The LOOCV indicated a threshold of 0.395 for generating whole-liver masks. Figure 1 compares the manual to the automatic segmentation of the liver. The mean and standard deviation of the Dice coefficient, precision and recall of the liver delineations using the derived threshold in the test patients are 0.73±0.07, 0.81±0.15 and 0.69±0.13 respectively.

Table 1 displays the mean one-versus-many F-1 measure per class in each model following LOOCV. Using the RF model, the tissue inside the liver mask was segmented. The results of the classification are shown in Figure 2 in one slice. Segmentation A is the binary mask (disease vs non-disease), and segmentation B is the multi-label classification.

Discussion

Liver delineation using deformable registration on WB-DWI generates a good quality segmentation and can provide a suitable starting point to perform lesion segmentation within the liver. In future, the threshold applied to the liver probability map could be tuned to optimise for lesion segmentation in addition to whole liver delineation. This may help decrease the proportion of disease excluded from the whole liver in cases of under-segmentation.
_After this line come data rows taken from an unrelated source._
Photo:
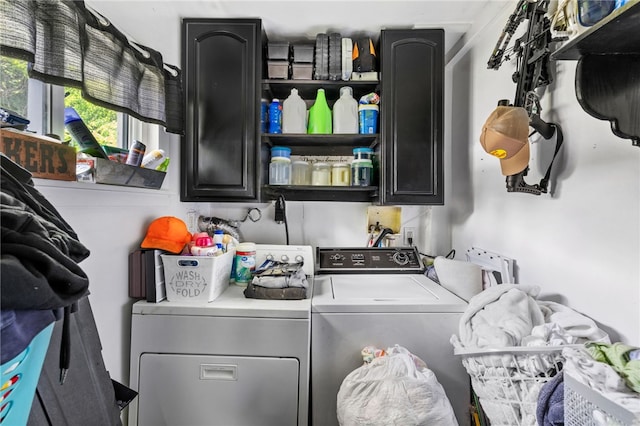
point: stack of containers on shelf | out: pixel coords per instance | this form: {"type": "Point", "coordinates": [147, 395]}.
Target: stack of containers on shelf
{"type": "Point", "coordinates": [302, 66]}
{"type": "Point", "coordinates": [278, 60]}
{"type": "Point", "coordinates": [362, 167]}
{"type": "Point", "coordinates": [280, 166]}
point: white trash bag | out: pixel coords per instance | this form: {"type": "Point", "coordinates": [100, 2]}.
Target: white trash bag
{"type": "Point", "coordinates": [394, 389]}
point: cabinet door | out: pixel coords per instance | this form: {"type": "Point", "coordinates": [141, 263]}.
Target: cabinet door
{"type": "Point", "coordinates": [222, 66]}
{"type": "Point", "coordinates": [412, 66]}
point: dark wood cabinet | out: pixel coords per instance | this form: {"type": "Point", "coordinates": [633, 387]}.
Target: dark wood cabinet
{"type": "Point", "coordinates": [225, 158]}
{"type": "Point", "coordinates": [411, 160]}
{"type": "Point", "coordinates": [222, 63]}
The performance of the three ML models for classification was largely comparable; however, the RF model was marginally better at classifying disease. Therefore, the RF model was chosen for testing lesion segmentation in the whole liver. The binary model correctly identified most sites of disease; however, it had a high rate of false positives due to other structures (kidney, cysts, gall bladder) displaying similar properties to disease. A multi-label model was introduced to reduce the misclassified regions. The improved segmentation could then be adjusted by a radiologist to remove remaining false positives.

Conclusion

Liver delineation using deformable registration, followed by lesion segmentation using ML methods on WB-DWI shows promise as a tool for the delineation of liver lesions. Considering the small sample size used to train the models and minimal optimisation of hyperparameters, the segmentation is encouraging and merits further investigation using a larger labelled data set.

Acknowledgements

We acknowledge CRUK and EPSRC support to the Cancer Imaging Centre at ICR and RMH in association with MRC and Department of Health C1060/A10334, C1060/A16464, and NHS funding to the National Institute for Health Research (NIHR) Biomedical Research Centre and the NIHR Royal Marsden Clinical Research Facility in Imaging. This report is independent research funded by the NIHR Biomedical Research Centre, the Clinical Research Facilities at The Royal Marsden NHS Foundation Trust and the Institute of Cancer Research, London, United Kingdom. The views expressed in this publication are those of the author(s) and not necessarily those of the NHS, the National Institute for Health Research or the Department of Health.